"Masnya jangan bilang-bilang mbak Dwika tapi ya?"
"Malah aku yang mau kamu jangan bilang-bilang Mbak Dwika. Nanti nyambung ke Bang Satrio, disangkanya aku gak ngurus kerjaan malah ngurus ginian."
Aku dan Trinity saat ini sedang berada di koridor sebuah rumah sakit, menunggu giliran untuk melakukan proses cuci darah.
Aku sengaja melakukannya tidak di rumah sakit yang mengenaliku atau Bang Satrio, biar gak bocor ke mana-mana beritanya.
"Mas Bran kok baik, mau bantuin aku?"
"Ya abis gimana ya?

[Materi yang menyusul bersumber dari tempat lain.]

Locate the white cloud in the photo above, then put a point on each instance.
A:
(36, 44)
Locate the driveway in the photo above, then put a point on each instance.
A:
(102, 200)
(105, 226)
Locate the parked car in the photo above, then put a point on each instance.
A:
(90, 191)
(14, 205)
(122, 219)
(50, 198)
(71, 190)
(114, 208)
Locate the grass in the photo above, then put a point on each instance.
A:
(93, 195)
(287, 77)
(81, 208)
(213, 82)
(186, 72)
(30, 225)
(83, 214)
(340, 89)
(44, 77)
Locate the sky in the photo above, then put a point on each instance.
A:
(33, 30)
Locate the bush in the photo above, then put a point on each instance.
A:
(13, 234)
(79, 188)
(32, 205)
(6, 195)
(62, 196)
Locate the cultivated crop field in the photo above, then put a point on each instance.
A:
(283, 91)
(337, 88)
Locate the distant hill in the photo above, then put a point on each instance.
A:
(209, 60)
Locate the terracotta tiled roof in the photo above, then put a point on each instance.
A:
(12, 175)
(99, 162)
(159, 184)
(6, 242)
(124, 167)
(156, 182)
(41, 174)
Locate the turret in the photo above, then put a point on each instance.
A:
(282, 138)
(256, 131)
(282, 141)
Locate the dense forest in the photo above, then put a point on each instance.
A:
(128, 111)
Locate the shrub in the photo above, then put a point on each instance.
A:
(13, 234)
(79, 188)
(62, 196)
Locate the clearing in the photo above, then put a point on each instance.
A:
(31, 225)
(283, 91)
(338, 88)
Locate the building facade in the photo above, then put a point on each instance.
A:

Kamu masih muda, jangan sampe deh udah kena penyakit macam-macem." Jawabku asal.
Lalu, tiba giliran Trinity, ia memintaku untuk menemaninya, dan tentu saja aku dengan senang hati setuju.
Begitu proses cuci darah akan dimulai, Tiba-tiba Trinity megap-megap kesulitan bernafas, beberapa bagian kulit di muka dan tangannya pun berubah merah.
"Dok, ini kenapa?" Tanyaku.
"Astaga!!! Kayaknya Nona Trinity alergi sama obat antikoagulen-nya."
Aku panik, gila! Mampus! Mati aku kalau anak orang kenapa-kenapa. Mana aku yang ngajak lagi ke rumah sakit.
Sial! Sial! Sial!
Aku diminta mundur sementara dokter dan beberapa perawat menangani Trinity. Gosh, bilang apa nanti aku sama Mbak Dwika? Sama Bang Satrio?
Shit!!
Terasa keringat merembes di pelipisku, langsung kuseka dengan tangan, masih panik melihat Trinity yang sesak begitu.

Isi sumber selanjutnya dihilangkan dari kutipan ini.